Abha Bhagwat, a Pune-based painter, was in Anandwan, Baba Amte’s Leprosy rehabilitation centre in Chandrapur district, a few years ago. She came across leprosy patients who suffered from the stigma of having disfigured hands. Known for using the city’s walls as her canvas, Bhagwat worked with Sheetal, Amte’s granddaughter, to create something with the patients. She got them to make impressions of their hands on the wall and then turned them into blooming, colourful flowers in a giant naturescape that became a mural.
This, she says, is what all her wall paintings are aimed at — to turn what’s considered ugly into something beautiful.
Bhagwat, 43, who teaches art at Aksharnandan School in Pune, graduated from Abhinav Mahavidyalaya. In 2004, she did masters in painting from Academy of Arts University, San Francisco.

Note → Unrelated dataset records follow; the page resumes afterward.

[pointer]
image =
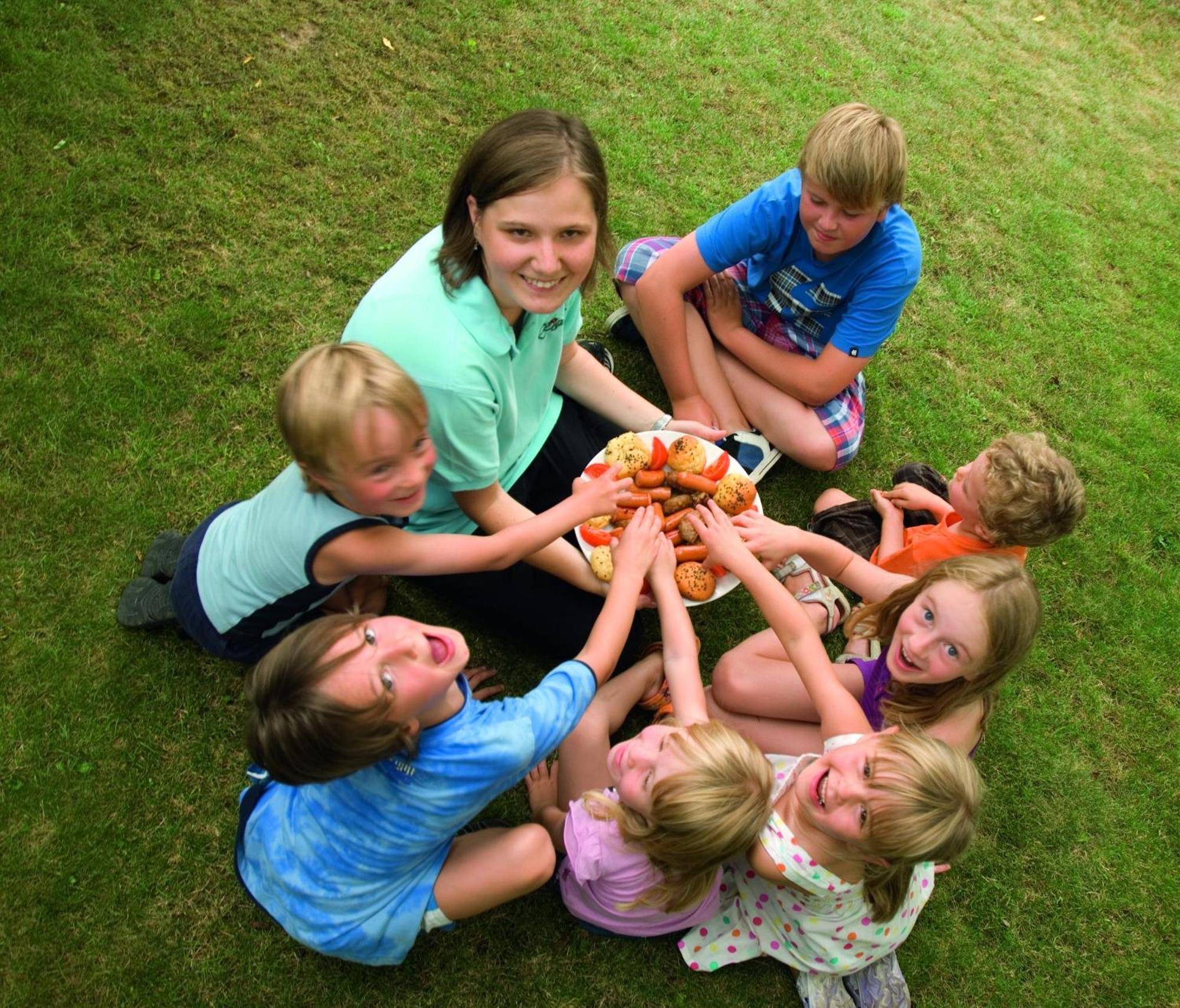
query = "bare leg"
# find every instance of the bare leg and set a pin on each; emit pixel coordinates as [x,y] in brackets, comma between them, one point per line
[830,498]
[493,866]
[789,424]
[582,754]
[757,678]
[703,354]
[789,738]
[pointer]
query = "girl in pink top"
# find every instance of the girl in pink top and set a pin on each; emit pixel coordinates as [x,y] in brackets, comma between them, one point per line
[647,824]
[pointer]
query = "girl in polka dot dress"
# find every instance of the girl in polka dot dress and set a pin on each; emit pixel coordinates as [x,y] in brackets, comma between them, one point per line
[847,862]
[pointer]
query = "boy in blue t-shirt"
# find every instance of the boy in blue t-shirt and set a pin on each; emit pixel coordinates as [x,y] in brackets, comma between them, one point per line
[789,292]
[378,756]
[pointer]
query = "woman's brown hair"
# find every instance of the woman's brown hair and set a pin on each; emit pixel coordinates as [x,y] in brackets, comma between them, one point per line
[520,154]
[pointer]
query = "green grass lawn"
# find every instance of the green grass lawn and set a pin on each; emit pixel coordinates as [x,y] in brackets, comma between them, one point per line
[194,193]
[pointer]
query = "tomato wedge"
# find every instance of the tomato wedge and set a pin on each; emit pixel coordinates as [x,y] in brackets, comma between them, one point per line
[659,455]
[717,469]
[594,537]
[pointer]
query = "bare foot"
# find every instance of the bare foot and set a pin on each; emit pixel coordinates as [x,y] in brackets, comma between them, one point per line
[541,783]
[477,674]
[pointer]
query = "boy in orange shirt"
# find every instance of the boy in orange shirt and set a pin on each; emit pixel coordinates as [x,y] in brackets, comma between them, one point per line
[1018,492]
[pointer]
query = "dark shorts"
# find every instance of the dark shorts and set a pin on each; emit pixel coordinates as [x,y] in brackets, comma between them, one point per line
[528,603]
[857,524]
[191,614]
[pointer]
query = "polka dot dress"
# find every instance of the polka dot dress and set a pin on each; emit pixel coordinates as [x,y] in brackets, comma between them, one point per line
[827,930]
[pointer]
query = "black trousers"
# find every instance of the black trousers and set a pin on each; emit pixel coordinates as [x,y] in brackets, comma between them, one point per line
[857,524]
[526,602]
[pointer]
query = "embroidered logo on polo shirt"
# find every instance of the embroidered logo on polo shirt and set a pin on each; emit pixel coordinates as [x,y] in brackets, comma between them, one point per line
[550,326]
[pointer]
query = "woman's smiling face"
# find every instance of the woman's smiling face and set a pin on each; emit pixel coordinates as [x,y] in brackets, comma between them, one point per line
[940,636]
[539,246]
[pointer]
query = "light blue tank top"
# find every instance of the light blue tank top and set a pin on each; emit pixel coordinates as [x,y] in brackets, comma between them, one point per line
[254,570]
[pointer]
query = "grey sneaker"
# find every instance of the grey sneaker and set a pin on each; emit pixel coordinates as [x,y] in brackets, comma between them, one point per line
[600,353]
[755,454]
[160,561]
[146,606]
[622,327]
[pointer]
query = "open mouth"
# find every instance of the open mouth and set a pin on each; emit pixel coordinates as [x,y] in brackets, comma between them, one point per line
[820,790]
[442,648]
[541,285]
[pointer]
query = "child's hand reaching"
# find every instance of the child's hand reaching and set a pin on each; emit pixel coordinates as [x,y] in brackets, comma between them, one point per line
[639,543]
[718,533]
[912,497]
[723,307]
[601,495]
[770,541]
[664,566]
[889,509]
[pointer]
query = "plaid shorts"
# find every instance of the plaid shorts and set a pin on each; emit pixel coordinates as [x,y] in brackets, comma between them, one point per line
[843,416]
[857,524]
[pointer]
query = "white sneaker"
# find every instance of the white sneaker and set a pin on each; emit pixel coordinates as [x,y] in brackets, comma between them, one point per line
[753,452]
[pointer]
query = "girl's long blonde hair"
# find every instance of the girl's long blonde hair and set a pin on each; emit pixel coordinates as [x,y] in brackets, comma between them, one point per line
[929,800]
[700,817]
[1011,609]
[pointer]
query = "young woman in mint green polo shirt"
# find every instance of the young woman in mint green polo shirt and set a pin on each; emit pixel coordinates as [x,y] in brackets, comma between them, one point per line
[483,313]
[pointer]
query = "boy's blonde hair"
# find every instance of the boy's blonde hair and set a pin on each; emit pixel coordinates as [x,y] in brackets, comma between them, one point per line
[709,812]
[858,156]
[1011,612]
[526,152]
[1032,495]
[929,797]
[300,734]
[326,388]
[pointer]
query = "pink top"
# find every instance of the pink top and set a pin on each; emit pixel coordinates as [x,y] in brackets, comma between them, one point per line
[601,871]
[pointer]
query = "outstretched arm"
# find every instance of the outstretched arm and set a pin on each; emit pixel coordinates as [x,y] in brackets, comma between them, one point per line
[633,556]
[840,711]
[773,543]
[386,550]
[680,661]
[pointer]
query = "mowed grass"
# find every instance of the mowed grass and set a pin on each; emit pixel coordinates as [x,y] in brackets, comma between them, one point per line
[194,193]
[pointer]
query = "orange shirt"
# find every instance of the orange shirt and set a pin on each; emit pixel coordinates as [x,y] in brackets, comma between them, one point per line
[925,546]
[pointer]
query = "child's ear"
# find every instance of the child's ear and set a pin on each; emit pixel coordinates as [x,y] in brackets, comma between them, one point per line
[319,478]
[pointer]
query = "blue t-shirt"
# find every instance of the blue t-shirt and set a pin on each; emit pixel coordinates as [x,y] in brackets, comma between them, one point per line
[853,301]
[349,866]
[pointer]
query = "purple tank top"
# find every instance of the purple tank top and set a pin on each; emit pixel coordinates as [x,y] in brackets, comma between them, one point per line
[876,675]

She discovered the joy of painting on large surfaces in 2013 when she painted an old cupboard at Garware Balbhavan School, where her mother is a director. “It was done out of compulsion,” she says, as the old piece of furniture looked ugly. “I painted that old cupboard and it threw up amazing results. The children who worked with me on the project were very happy. This led to kids getting involved in my projects.
Following this, at Aksharnandan School, I painted a few walls with the students. That led to people giving me more projects,” says Bhagwat. Since then she had painted over 120 walls in Pune, and in various places in Maharashtra, Karnataka and Rajasthan.
During these initial works, another discovery for her was how children of various age groups look at and respond to art. She observed what it meant for the young minds to pick up a brush and paint.
“By this time, I had my own children. I began to observe how they made art, how art takes birth in a child and how it grows. I was keenly watching every stage and it was fascinating. I started experimenting by giving them, my own kids as well as those who would participate in my wall painting exercises, various mediums, materials and forms,” she says.
In 2015, she was invited by Pune Biennale to paint a huge wall in Koregaon Park as part of the build-up for the event. She completed the project with the help of 60 students but wasn’t happy with the results. “It was during this project, I realised that the group has to be smaller so that I could interact with them more closely,” says Bhagwat.
This was followed by an assignment from Tata Trust to paint the walls of the libraries that they were opening in rural areas of Rajasthan and Karnataka. “During this project, I realised that if we involve local people in beautifying it, they develop a bond with the place. In fact, it so happened that several kids, who were not regular at schools, started coming here everyday after we did the exercise. At another place, where I drew a local young girl on a wall who couldn’t attend the school because she had to look after her younger brother, the village elders would visit the wall and discuss the girl’s predicament and possible solutions,” says Bhagwat. These episodes led her to make it a rule that wherever she would work among communities, she would involve the locals. “Someone coming from outside and putting art in their spaces like plaster is not so effective. If they are involved, they make the art a piece of their heart,” she says.
These days, she can be seen painting with a small group of young women — Rangaja — along the Mula Mutha riverbeds, in Pune. The river, which is integral to the city, is often compared to a dirty nullah. With Bhagwat and Rangaja team’s weekly interventions, it’s slowly turning into a colourful urban space.
“There may be great art inside galleries and elite homes. But there are very few places in the city for common people to appreciate art and find aesthetic satisfaction. At the moment, we are focusing on rivers.
They have become quite dirty. When we stand in the dirt to paint a wall, a bridge or a pillar, we realise how filthy they are. We are also using these paintings to draw attention to this issue,” says Bhagwat.